Iran's governments, even during the Qajar and Safavid periods, both basically from the Azeris of Iran, never leaned on the ideals, strength, or capabilities of an ethnic group, tribe, or a specific social sector in the country and did not represent the wishes or intentions of such groups. Unlike Bashar Assad’s Syria, where the Alawite minority holds power, or even Iraq, where power is shared between religious or ethnic sections, in Iran, even under the rule of the mullahs, tribal, ethnic, and religious divisions were never a determining factor for holding positions of power.
Regimes in Iran have never had a regional or local basis. The rule of the mullahs in the holy city of Qom is as hated as in the country's northern cities or the region of Kurdistan, Sistan-va-Baluchistan.
After the failure of the constitutional revolution in 1906 with the direct intervention of the Russian Cossacks, Iran witnessed several regional liberation movements, the most important being that of Tabriz and Azerbaijan uprisings against the autocratic king after he closed down the people's elected parliament.

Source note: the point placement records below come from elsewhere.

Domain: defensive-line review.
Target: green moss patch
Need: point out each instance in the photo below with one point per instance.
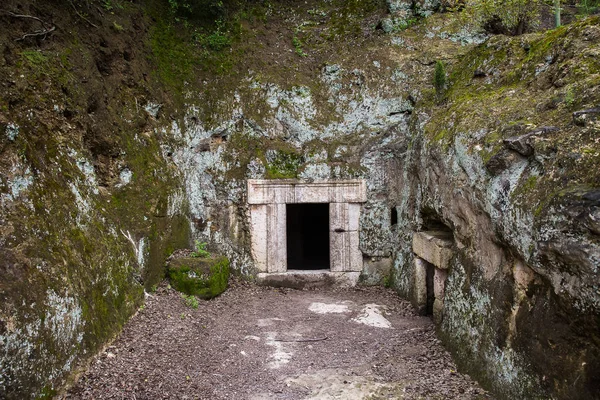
(202, 277)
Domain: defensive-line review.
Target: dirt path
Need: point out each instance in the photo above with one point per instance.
(262, 343)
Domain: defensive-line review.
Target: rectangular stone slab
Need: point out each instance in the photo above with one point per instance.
(434, 247)
(344, 252)
(289, 191)
(344, 217)
(258, 229)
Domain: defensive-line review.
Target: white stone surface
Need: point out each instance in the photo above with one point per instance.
(276, 238)
(308, 279)
(268, 199)
(324, 308)
(420, 285)
(344, 252)
(289, 191)
(434, 247)
(344, 216)
(372, 316)
(258, 224)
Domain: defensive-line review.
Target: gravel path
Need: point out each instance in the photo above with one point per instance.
(262, 343)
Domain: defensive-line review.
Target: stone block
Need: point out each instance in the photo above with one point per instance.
(344, 252)
(438, 311)
(289, 191)
(376, 270)
(344, 217)
(276, 238)
(434, 247)
(420, 285)
(308, 279)
(439, 283)
(258, 230)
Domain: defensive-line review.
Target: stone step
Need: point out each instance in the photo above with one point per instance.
(308, 279)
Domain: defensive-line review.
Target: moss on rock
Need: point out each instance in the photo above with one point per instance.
(202, 277)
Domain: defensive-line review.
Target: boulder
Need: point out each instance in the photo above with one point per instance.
(202, 277)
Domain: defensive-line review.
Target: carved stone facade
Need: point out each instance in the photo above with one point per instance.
(268, 199)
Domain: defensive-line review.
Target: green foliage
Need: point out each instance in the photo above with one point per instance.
(439, 78)
(588, 7)
(117, 27)
(204, 278)
(34, 58)
(201, 251)
(174, 58)
(217, 40)
(512, 17)
(298, 46)
(402, 24)
(283, 165)
(190, 301)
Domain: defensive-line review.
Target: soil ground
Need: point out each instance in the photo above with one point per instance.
(259, 343)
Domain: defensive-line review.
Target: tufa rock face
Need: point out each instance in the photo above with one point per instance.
(202, 277)
(96, 189)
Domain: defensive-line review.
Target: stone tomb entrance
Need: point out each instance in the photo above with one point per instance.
(307, 231)
(298, 225)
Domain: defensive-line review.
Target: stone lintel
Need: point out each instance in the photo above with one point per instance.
(290, 191)
(434, 247)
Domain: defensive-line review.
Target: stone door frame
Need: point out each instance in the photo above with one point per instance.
(268, 199)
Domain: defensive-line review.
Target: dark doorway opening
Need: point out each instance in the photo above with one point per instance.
(430, 290)
(307, 229)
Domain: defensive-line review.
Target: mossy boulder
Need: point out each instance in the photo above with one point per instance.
(202, 277)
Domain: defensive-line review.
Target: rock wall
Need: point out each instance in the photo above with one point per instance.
(112, 156)
(518, 188)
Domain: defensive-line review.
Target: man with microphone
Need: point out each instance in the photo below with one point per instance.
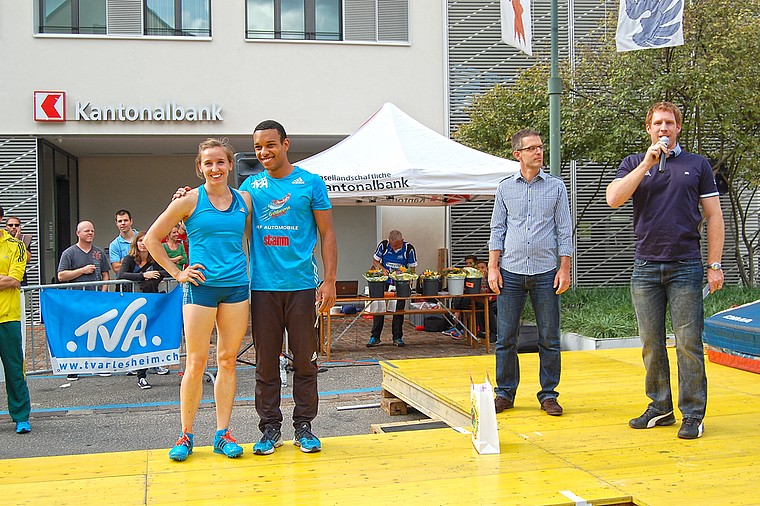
(668, 185)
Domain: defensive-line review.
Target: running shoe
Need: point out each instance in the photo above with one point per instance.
(306, 440)
(226, 444)
(271, 439)
(183, 448)
(691, 428)
(651, 418)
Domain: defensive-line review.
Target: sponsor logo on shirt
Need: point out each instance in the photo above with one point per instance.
(277, 208)
(274, 240)
(277, 204)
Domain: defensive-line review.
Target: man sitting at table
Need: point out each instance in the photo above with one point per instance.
(390, 255)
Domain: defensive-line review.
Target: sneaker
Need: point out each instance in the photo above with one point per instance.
(691, 428)
(271, 439)
(226, 444)
(650, 418)
(306, 440)
(503, 403)
(552, 407)
(183, 448)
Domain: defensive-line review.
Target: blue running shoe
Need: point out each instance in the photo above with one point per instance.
(226, 444)
(183, 448)
(271, 439)
(306, 440)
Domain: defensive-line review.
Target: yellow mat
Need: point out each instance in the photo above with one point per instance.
(589, 453)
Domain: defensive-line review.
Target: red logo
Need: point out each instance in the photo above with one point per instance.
(49, 106)
(271, 240)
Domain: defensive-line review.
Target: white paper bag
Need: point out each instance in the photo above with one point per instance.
(485, 433)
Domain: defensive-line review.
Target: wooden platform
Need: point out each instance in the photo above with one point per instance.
(600, 391)
(589, 453)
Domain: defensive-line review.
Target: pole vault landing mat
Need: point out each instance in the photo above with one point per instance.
(733, 337)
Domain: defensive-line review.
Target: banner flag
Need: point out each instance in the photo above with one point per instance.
(516, 27)
(92, 332)
(648, 24)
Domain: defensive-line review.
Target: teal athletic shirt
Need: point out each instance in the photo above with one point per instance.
(284, 231)
(216, 240)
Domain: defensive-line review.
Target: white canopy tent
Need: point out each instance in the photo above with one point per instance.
(393, 159)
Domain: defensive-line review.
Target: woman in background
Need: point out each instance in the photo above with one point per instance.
(138, 265)
(175, 249)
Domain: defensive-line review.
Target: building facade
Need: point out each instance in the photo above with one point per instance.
(110, 98)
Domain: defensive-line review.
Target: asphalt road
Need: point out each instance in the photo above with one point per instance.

Finally, they overthrew the dictatorial government in Tehran by bringing forces from other parts of Iran. Shortly thereafter, Iran witnessed a regional movement called the Jungle Movement in northern Iran, a democratic movement in Azerbaijan, and a nationalist military movement in Khorasan, all of which were quickly suppressed by the powerful central government. Although these movements were ostensibly "regional," they never limited their ideals to one region and sought justice for the whole of Iran.
The armed forces: there is no doubt that the force that maintains the absolute rule of the clergy (Velayat al-Faqih) system is a unique army created under the name of the Islamic Revolutionary Guard Corps (IRGC). Some say the IRGC would fight to the end because it is ideologically oriented. It derives its cohesion and continuity from the nature of the Velayat al-Faqih system and the person of the supreme leader, Khamenei, the Faqih. With the shouts of “death to Khamenei” in every street, the religious authority is quickly losing its remaining ounce of legitimacy. The idea of the continuity of the Revolutionary Guards without the authority of a religious leader ignores the ideological aspect of the Revolutionary Guards, and in the current uprising, curbing desertion among the IRGC has become a priority for the regime.
Over the past 60 days, the Iranian people's ethnic and religious diversity has coalesced around the complete rejection of the regime. Neither in Kurdistan, Baluchistan, Khuzestan, nor Azerbaijan is there any talk about the specific rights for these regions. Everyone chants with one voice against Khamenei and the religious tyranny. The only such precedent dates to the last months of the Shah’s rule.
So chances for a civil war are, in fact, slim to none.